Authentication

A mechanism for verifying a user's identity, confirming that the client is exactly who they claim to be. Used to establish trust between the client and the server before granting access to protected resources.

Authentication answers the question "Who are you?". After successful verification, the server can issue a token, a session, or otherwise confirm the user's identity.

Types of Authentication

1. Basic Authentication

• Sending an Authorization: Basic <base64(username:password)> header.
• Simple implementation, but insecure without HTTPS — the password is easy to decode.
• Usually used only for internal or temporary APIs.

2. Session-based Authentication

• After login, the server creates a session and stores it in memory or a database.
• The client receives a cookie with a session ID, which is sent with every request.
• Disadvantage: the server stores state → scaling requires sharing sessions.
• Advantage: possibility of forced logout (by deleting the session on the server).

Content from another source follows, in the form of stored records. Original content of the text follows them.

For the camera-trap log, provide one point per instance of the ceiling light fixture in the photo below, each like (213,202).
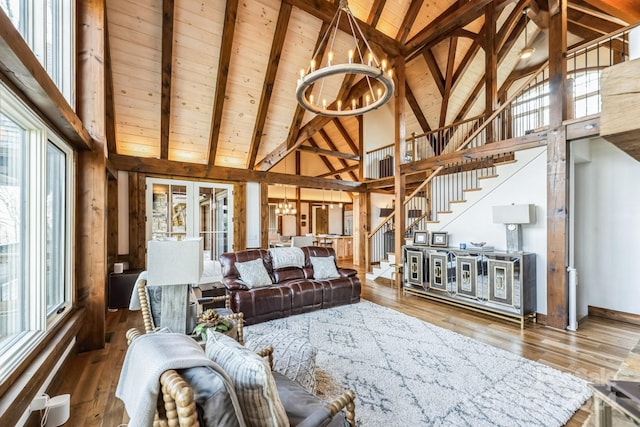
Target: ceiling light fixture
(379,78)
(527,51)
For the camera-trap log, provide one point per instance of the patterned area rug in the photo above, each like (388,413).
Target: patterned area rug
(408,372)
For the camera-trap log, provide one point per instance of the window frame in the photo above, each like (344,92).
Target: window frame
(33,222)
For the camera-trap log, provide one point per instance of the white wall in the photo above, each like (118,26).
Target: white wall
(527,186)
(253,221)
(607,209)
(378,127)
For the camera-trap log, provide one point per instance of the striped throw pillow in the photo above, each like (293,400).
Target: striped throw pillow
(252,381)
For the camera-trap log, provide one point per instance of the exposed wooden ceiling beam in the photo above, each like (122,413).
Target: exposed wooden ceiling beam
(510,23)
(434,69)
(324,159)
(221,81)
(345,135)
(591,22)
(315,124)
(451,59)
(626,11)
(375,12)
(325,11)
(294,129)
(417,111)
(22,70)
(269,79)
(110,114)
(167,62)
(466,61)
(409,19)
(457,17)
(339,171)
(340,154)
(332,146)
(162,167)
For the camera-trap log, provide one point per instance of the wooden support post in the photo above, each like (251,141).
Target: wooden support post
(239,216)
(91,231)
(491,67)
(264,209)
(557,175)
(398,152)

3. Token-based Authentication

• The server issues a token (usually JWT), which the client stores and sends in the header: Authorization: Bearer <token>.
• The server does not store state — the token is self-contained.
• Suitable for SPA and microservices, but requires monitoring expiration and revocation of tokens.

4. OAuth 2.0 and Bearer Tokens

• OAuth 2.0 — a framework for delegated authentication, where a proxy server issues a Bearer Token.
• The token confirms the client's right to access the API.
• Used with external providers (Google, GitHub, Facebook).

5. Multi-factor Authentication (MFA)

• Adds a second level of verification (SMS code, TOTP, biometrics).
• Increases security even if the password is compromised.

Authentication Lifecycle

1. The user enters login and password.
2. The server verifies data and generates a session or token.
3. The client stores the identifier and sends it with every request.
4. The server validates and updates as necessary (refresh flow).